By NEIL HARTNELL
Tribune Business Editor
nhartnell@tribunemedia.net
Cable Bahamas has warned that imposing price controls based on Bahamas Telecommunications Company (BTC) related benchmarks would slash its phone call termination revenues by 50 per cent, creating an “unjustified negative impact” on its finances.
The BISX-listed communications provider, in its response to the Utilities Regulation and Competition Authority’s (URCA) consultation on fixed-line phone call termination, also objected to the regulator categorising it - and other new market entrants - as having Significant Market Power (SMP).
URCA’s initial determination is that Cable Bahamas, Internet Protocol Solutions International (IPSI) and Last Mile Communications all have SMP when it comes to terminating calls, initiated by subscribers of a competitor, on their own network.
Cable Bahamas argued that if URCA persisted with this determination, it needed to acknowledge that the SMP enjoyed by itself and other new entrants was “significantly less” than what BTC enjoyed.
Meanwhile, the BISX-listed communications provider is also “strongly opposed” to URCA’s plans to impose price on every operator’s call termination rates.
Calling for a ‘light handed’ regulatory approach, Cable Bahamas not surprisingly urged URCA to impose wholesale price controls on BTC due to its advantages as the incumbent, but not on itself or others.
It suggested that URCA had failed to investigate this option, the ‘status quo’ in the Bahamian communications market, and instead opted for an ‘all or nothing’ approach where either no, or every, operator would be price controlled.
As to how call termination price controls would be set, Cable Bahamas noted that BTC’s accounting separation data was still “too unstable and unreliable for wholesale termination rate setting purposes” when it came to the newly-privatised carrier.
The benchmarking approach was also described as less than ideal and, while Cable Bahamas agreed that any price controls imposed upon it should be “cost oriented”, it warned that they should be based on each operator’s own expenses - not those incurred by BTC.
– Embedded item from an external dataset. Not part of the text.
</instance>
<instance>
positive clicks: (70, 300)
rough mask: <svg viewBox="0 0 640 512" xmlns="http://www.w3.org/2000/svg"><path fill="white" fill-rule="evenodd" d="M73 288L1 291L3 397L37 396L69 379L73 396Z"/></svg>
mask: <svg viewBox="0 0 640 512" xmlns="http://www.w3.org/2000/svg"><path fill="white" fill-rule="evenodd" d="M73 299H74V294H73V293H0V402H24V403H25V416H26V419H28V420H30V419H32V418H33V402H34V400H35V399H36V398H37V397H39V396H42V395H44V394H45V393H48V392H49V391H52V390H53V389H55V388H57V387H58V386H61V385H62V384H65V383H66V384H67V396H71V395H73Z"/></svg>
“Cable Bahamas considers that imposition of a call termination price control on new entrant operators based on either one of these two approaches (BTC’s results or the BTC benchmark exercise conducted by URCA) would amount to little more than an arbitrary rate setting exercise in the case of the new entrant operators, including Cable Bahamas,” the BISX-listed communications provider told URCA.
Warning that this would breach the Communications Act’s stipulation that carriers be allowed to earn a reasonable rate of return on capital efficiently employed, Cable Bahamas added: “Mandating such arbitrary reductions in Cable Bahamas’ call termination rates would effectively represent an unlawful confiscation of Cable Bahamas’ revenues and return on investment.
“In fact, the contemplated rate reductions, if implemented on a flash cut basis, would have the effect of cutting Cable Bahamas’ wholesale call termination revenues by roughly 50 per cent, which would have a significant and unjustified negative impact on Cable Bahamas’ financial position.
“There are important factors that would suggest that ne entrant operators’ call termination costs are higher than those of BTC – economies of scale and additional IP conversion costs.”
BTC, the BISX-listed communications provider added, “enjoys numerous market advantages stemming from its incumbency, scale, market influence and countervailing buying power, among other factors”.
To illustrate the point, Cable Bahamas said it “already incurs additional IP conversion costs to interconnect and exchange voice traffic with BTC, due to BTC’s reliance on legacy TDM network technology.
“Indeed, Cable Bahamas has requested that BTC provide interconnection on a Session Initiation Protocol (SIP) basis, but BTC has refused to do so.
“BTC’s response in this respect could potentially be interpreted as a violation of its Section 40(4)(c) obligations. But, at a minimum, it is another example of its ability to dictate market conditions.”